Sinan: Al bak yapıştırıcı yanımda bunla yapıştırdım kutunun kapaklarını.

Barış: Aptal, Sinan. Japon yapıştırıcısı sürmüşsün.

Can: Kaldık mı şimdi burda?

Sinan: Ben ne bileyim Barış'ın bana verdiği yapıştırıcıyı kullandım.

Barış: Ben sana bu yapıştırıcıyı vermedim ki masanın üzerindeydi yapıştırıcı.

Sinan: Ben ayakkabılıkta duran yapıştırıcı al dedin sandım.

Can: Mükemmel. Bir kutuda mahsur kalmadığımız kalmıştı.

Sinan: Kutuyu yırtalım.

Can: Kutuyu yırtarsak burdan çıkarken yakalanırız.

Barış: Başka çaremiz yok gibi.

Hepsi kutuyu yırtarmaya başladıktan sonra Barış etrafta elementi ararken Sinan belini tutarak Can'a bakarak konuşacağı sırada Can konuştu.

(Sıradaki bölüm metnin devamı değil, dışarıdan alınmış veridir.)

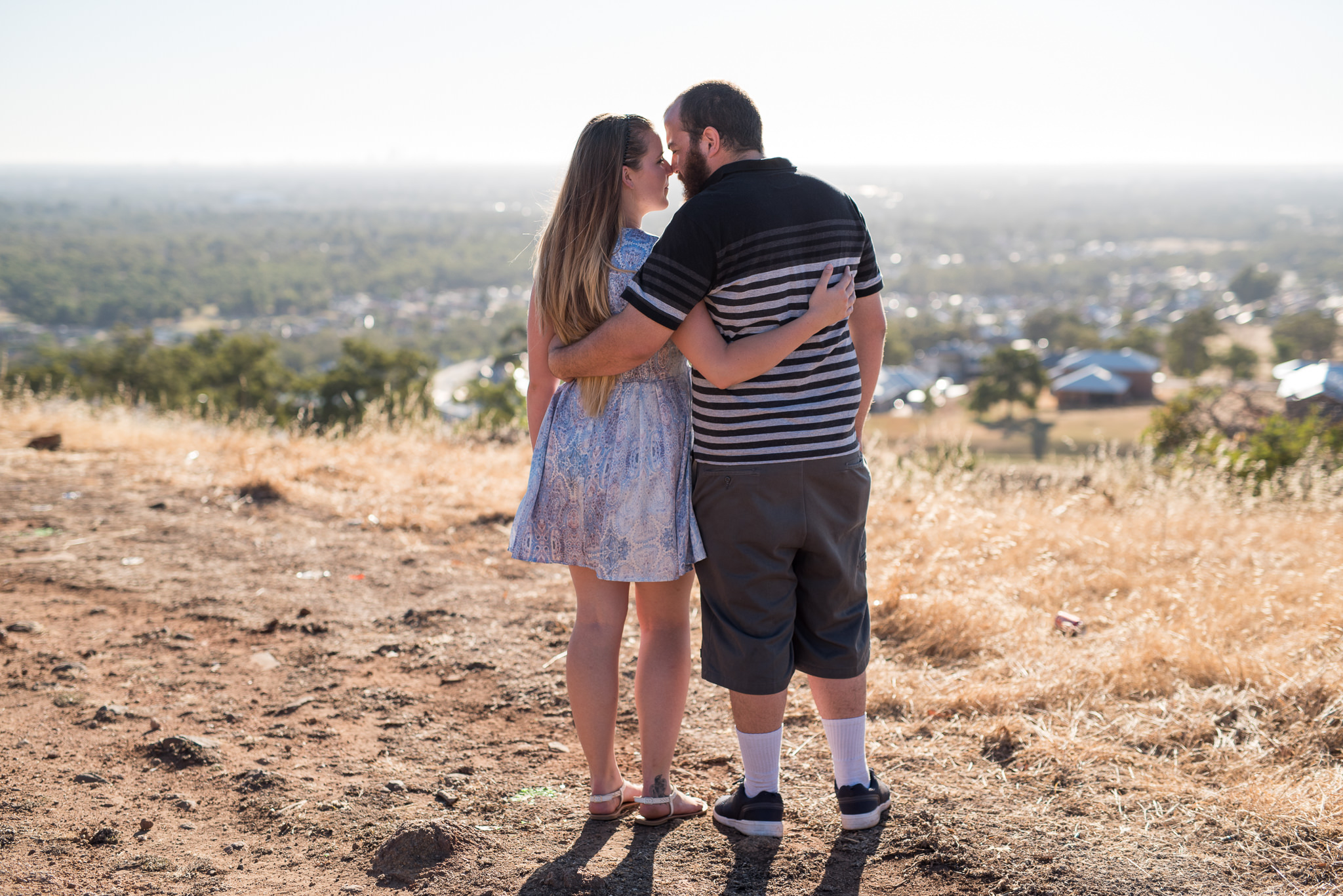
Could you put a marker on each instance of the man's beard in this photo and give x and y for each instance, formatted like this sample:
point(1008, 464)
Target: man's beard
point(694, 172)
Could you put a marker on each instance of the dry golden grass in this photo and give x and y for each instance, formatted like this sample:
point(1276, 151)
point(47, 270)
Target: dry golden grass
point(410, 477)
point(1207, 693)
point(1208, 688)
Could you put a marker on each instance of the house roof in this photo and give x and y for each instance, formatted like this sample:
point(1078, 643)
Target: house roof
point(1125, 360)
point(1322, 378)
point(1280, 371)
point(1094, 379)
point(903, 379)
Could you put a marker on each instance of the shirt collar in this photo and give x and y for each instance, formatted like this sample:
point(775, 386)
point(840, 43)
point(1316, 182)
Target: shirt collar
point(750, 166)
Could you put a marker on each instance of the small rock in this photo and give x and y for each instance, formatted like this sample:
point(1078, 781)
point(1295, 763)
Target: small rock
point(109, 712)
point(46, 442)
point(298, 704)
point(186, 750)
point(256, 779)
point(105, 836)
point(265, 661)
point(1070, 625)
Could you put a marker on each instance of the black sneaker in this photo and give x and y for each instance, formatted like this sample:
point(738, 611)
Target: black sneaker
point(759, 816)
point(861, 808)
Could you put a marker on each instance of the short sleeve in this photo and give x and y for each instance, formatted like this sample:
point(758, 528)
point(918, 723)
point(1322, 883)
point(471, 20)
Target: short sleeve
point(676, 277)
point(868, 280)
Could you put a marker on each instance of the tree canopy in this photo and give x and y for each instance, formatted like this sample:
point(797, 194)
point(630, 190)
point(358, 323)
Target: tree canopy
point(1009, 375)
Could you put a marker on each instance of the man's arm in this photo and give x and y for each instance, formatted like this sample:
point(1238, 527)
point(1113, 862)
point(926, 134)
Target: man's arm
point(868, 331)
point(620, 344)
point(540, 382)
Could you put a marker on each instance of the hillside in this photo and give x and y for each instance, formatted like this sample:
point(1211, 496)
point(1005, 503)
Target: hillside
point(342, 622)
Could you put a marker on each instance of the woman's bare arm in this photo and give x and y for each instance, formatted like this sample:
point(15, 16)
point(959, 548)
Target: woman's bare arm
point(725, 364)
point(540, 381)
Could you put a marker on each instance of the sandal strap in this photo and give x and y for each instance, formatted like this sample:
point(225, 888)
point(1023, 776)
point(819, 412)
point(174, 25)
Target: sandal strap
point(656, 801)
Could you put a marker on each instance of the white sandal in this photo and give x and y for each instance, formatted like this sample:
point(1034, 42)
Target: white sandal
point(626, 805)
point(670, 816)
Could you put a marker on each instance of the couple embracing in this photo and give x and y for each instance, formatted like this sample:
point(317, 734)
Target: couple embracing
point(746, 469)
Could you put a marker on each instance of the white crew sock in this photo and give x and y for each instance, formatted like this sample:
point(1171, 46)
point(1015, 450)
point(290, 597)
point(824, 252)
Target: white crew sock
point(761, 761)
point(848, 750)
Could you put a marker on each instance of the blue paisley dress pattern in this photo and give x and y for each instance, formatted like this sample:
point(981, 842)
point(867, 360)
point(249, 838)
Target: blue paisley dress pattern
point(612, 494)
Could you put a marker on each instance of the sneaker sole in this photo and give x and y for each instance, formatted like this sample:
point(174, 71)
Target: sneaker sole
point(751, 828)
point(865, 820)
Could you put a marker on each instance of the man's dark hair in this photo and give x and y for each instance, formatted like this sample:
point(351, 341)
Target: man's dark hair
point(727, 107)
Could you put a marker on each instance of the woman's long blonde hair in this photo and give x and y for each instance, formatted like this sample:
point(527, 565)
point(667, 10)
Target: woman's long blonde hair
point(574, 257)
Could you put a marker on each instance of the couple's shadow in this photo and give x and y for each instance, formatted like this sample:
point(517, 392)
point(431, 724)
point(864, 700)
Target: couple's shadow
point(750, 875)
point(566, 874)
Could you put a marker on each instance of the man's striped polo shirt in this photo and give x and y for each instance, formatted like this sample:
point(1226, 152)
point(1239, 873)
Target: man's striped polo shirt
point(752, 245)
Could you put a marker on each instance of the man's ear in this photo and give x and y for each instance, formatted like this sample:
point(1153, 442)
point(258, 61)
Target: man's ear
point(711, 142)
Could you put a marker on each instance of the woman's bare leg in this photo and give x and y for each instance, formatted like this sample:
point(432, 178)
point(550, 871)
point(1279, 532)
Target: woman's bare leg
point(661, 682)
point(593, 679)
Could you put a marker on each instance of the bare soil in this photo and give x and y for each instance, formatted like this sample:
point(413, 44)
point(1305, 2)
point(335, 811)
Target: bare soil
point(329, 659)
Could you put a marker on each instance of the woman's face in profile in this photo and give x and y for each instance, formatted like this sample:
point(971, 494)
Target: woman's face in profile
point(651, 182)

Can: Sakın Sinan. Konuşayım falan deme.

Barış, elementi bulduğunda hızla diğerlerine döndü.

Barış: Buldum, hadi çıkalım.

Kapıyı yavaşça açıp etrafa baktıklarında çok fazla insanın sağda solda dolaştığını gördüler. Kapıyı geri kapattıklarında Barış, camın önüne doğru yürüdü.

Sinan: Şimdi ne yapacağız?

Barış: Pencereden dışarı çıkacağız.

Sinan ve Can pencereden dışarı baktıklarında Sinan korkuyla gözlerini büyüttü.

Sinan: Ben hayatta burdan aşağı inemem.

Can: Yürü Sinan.

Pencereyi açtıklarında Sinan önden çatıya geçti. Barış ve Can da çatıya çıktıklarında yavasça merdivenden diğer kata indiler. Can, gözlerini kapatarak aşağı atladığında Barış ve Sinan korkuyla Can'ı görmeyi umdular. Can, ellerini sallayarak konuştu.

Can: Burda çöp poşetleri var. Rahatça atlayabilirsiniz.

Barış da aşağı atladığında Sinan sertçe yutkunarak kendini aşağı bıraktı.

Sinan: Ahh kolum.

Can: Tebrik ediyorum, Sinan. Sanırsın uçmaya hazırlanıyorsun. Nasıl atladın öyle.

Sinan: Kolum ağrıyo. Ne oldu koluma.

Barış: Ne olacak kendini iyi ayarlamadığından kolun betona çarptı. Kırılmış olmalı.

Sinan, kolunu tutarak ayağa kalktı.

Sinan: Ah benim güzel kolum.

Barış ve Can gülmeye başladıklarında Sinan sinirle onlara baktı.

Can: Merak etme, sadece kolunun üstüne düştün. İncilmiş olmalı.

Barış: Hadi gidelim.

Yola koyulduklarında güneş gökyüzünde yavaş yavaş etkisi kaybetmeye başlıyordu.

Can: Cemre ve Deniz düzeneğin olduğu yerde bekleyeceklerdi bizi. Bir an önce gitsek iyi olur.

Barış: Merak etme, Can. Dolunay gökyüzünde yerini almadan orada oluruz.